Contactless payments (in their various forms) are currently the fastest method of electronic payment. By tapping or waving a contactless card, smartphone, or wearable device over a payment terminal, which – as if by magic – accepts the transaction. But it’s not magic. So, how do they work? Let’s break it down.
- The merchant sets the total purchase amount on the terminal and the customer presents their card.
- The card information is sent to the card-issuing bank. If the information is valid, payment is approved and the second part of the process begins.
- Next, the money is transferred in the opposite direction, from the bank, through the acquirer, and to the merchant’s bank account.
- When the merchant receives payment, the process is complete.
A contactless debit or credit card has a built-in microchip which is capable of emitting radio
waves. The card also has an antenna in the plastic designed to secure the connection with a card
reader. The technology at play here is called near field communication, or NFC for short. To pay for something, the customer holds their contactless card near to the reader, allowing the card’s microchip and the card reader to communicate with one another. The card reader sends the transaction details, the card sends back the payment details, and the merchant’s payment processor handles the payment Smartphones, smartwatches, and other wearable devices capable of contactless payment also use near-field communication (NFC) to send and receive transaction data.

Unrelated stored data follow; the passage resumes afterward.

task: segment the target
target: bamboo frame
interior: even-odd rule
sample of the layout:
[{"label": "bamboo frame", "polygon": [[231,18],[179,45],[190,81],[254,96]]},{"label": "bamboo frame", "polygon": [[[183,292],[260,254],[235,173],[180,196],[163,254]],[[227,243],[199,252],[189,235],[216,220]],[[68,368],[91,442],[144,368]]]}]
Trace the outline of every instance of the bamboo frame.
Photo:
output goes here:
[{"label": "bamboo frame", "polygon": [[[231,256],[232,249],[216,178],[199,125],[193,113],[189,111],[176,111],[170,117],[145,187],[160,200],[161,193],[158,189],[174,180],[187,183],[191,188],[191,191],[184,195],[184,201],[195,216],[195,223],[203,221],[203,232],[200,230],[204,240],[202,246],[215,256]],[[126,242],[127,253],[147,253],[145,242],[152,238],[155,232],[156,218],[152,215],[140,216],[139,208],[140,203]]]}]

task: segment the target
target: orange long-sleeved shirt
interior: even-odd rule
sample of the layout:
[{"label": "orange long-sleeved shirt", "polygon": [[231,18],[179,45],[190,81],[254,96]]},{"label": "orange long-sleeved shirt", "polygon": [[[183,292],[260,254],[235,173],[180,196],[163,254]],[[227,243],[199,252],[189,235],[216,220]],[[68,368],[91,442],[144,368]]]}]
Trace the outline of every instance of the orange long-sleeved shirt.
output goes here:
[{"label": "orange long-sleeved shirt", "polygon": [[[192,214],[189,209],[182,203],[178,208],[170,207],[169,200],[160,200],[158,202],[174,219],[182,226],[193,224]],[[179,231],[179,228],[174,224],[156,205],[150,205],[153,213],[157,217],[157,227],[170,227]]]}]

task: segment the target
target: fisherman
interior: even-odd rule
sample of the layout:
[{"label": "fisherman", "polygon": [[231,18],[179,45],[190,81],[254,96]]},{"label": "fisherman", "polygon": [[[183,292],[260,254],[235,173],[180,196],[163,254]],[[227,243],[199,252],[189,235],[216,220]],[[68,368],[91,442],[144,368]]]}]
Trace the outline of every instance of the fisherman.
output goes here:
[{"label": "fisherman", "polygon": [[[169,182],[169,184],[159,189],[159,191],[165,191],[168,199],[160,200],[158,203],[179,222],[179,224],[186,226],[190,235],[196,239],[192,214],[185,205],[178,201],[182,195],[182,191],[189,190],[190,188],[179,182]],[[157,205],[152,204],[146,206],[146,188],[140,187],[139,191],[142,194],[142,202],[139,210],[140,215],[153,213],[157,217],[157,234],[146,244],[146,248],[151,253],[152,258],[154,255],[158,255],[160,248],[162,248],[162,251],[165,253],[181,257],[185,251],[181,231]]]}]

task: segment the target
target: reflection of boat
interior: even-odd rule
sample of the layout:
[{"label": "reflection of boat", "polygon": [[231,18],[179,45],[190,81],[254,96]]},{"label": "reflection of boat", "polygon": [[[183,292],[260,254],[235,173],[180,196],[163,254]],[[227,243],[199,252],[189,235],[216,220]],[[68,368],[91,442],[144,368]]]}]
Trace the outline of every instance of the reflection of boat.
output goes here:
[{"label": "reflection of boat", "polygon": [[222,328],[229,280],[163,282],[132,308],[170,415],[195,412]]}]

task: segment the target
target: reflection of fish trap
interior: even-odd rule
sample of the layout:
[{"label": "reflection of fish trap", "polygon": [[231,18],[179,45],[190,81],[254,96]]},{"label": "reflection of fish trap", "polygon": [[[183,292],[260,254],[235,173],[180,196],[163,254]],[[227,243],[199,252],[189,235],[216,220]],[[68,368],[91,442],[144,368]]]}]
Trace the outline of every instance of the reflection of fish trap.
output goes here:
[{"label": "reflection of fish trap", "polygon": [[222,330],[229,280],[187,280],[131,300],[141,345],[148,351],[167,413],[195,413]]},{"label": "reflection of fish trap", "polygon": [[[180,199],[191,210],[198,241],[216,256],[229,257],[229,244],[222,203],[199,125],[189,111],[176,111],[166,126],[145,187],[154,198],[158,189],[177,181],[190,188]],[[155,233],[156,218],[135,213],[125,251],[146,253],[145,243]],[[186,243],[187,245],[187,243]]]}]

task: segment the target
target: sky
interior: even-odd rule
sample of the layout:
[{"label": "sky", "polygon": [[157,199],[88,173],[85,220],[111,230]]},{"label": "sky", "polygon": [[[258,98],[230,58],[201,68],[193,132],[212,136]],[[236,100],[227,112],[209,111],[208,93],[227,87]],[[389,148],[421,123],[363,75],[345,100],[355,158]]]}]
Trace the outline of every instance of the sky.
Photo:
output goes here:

Once the NFC chip is held within close proximity of a reader, it begins a wireless data transfer. These devices usually require biometric authentication (such as fingerprint scan or facial recognition) to authorise the payment – but also an on-screen PIN can be requested for security.
Although not as popular as cards or NFC-equipped devices, QR (quick response) codes are still a viable option for accepting contactless payments. QR codes store hundreds of times more information than traditional vertical barcodes and can be scanned both from screens and printouts.
Most smartphones using the latest software can scan QR codes from directly within the main camera app, meaning there’s no need for third-party apps. Your customer would simply open the camera, point it at the code, and follow the instructions on their device to complete the transaction.